The number of cows kept
depended on the size of the farm, most small farmers had one
cow this supplied milk and butter at least for part of the
year. The cow would be
milked and the milk stored in a crock 'A large flowerpot shaped
crockery container holding about x liters (x gallons)', when
left to stand the cream rose to the surface and would be skimmed
off and stored in another crock to be made into butter.
The crocks were usually kept in a larder
with a stone flagged floor, this helped to keep the milk cool.
Eggs were also stored in crocks for the same reason.
Butter was made in a churn, there were
two types, the simplest resembled a large wooden bucket with
a close fitting lid which had a hole in the centre, the cream
was put into the churn and before the lid was fitted a wooden
rod with a paddle was inserted through the hole, this was
plunged up and down until the butter was made.
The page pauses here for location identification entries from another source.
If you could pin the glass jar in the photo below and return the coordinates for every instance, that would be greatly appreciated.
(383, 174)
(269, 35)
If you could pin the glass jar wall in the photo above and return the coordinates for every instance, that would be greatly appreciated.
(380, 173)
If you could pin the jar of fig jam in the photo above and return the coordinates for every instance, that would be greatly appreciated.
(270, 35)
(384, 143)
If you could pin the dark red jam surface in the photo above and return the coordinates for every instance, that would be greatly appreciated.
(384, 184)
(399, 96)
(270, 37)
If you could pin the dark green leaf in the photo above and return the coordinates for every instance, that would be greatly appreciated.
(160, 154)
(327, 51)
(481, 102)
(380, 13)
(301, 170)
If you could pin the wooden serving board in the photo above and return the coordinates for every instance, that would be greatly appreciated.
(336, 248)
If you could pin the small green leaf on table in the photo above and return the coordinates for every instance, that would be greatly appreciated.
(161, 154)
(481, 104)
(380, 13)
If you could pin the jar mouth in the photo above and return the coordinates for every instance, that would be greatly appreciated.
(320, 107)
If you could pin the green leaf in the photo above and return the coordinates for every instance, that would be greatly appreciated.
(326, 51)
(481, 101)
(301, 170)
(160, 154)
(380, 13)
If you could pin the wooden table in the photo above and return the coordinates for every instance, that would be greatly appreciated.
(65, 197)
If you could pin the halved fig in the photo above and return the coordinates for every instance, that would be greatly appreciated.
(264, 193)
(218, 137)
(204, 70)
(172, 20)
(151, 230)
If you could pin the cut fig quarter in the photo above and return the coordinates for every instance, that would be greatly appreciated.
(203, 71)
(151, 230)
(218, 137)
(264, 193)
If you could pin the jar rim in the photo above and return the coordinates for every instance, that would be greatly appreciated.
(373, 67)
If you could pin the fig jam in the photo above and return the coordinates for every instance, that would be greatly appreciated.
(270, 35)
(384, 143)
The other which came
much later was a small wooden barrel, this has a tightly fitting
lid, with a little glass viewing lens, and a push button valve
to release the pressure, the barrel had steel trunnions 'Axles'
bolted to its sides, these trunnions rested in bearings which
were set on top of a wooden frame, one of the trunnions was
extended and a handle was attached to it. When the handle
was rotated the barrel turned end over
end tossing the cream and converting it into butter.
When the process was complete the butter
would be floating in the 'butter milk' in small lumps, this
would be strained off through muslin and the butter formed
into blocks with butter pats 'small wooden spade shaped implement
with a short handle.' The buttermilk was used to bake soda
bread using white flour or wheaten, using whole meal flour,
the buttermilk would also be drunk with meals, if you have
ever tried drinking today's buttermilk and not been particularly
impressed, it bears little resemblance in taste and texture
to that which was produced on the farm.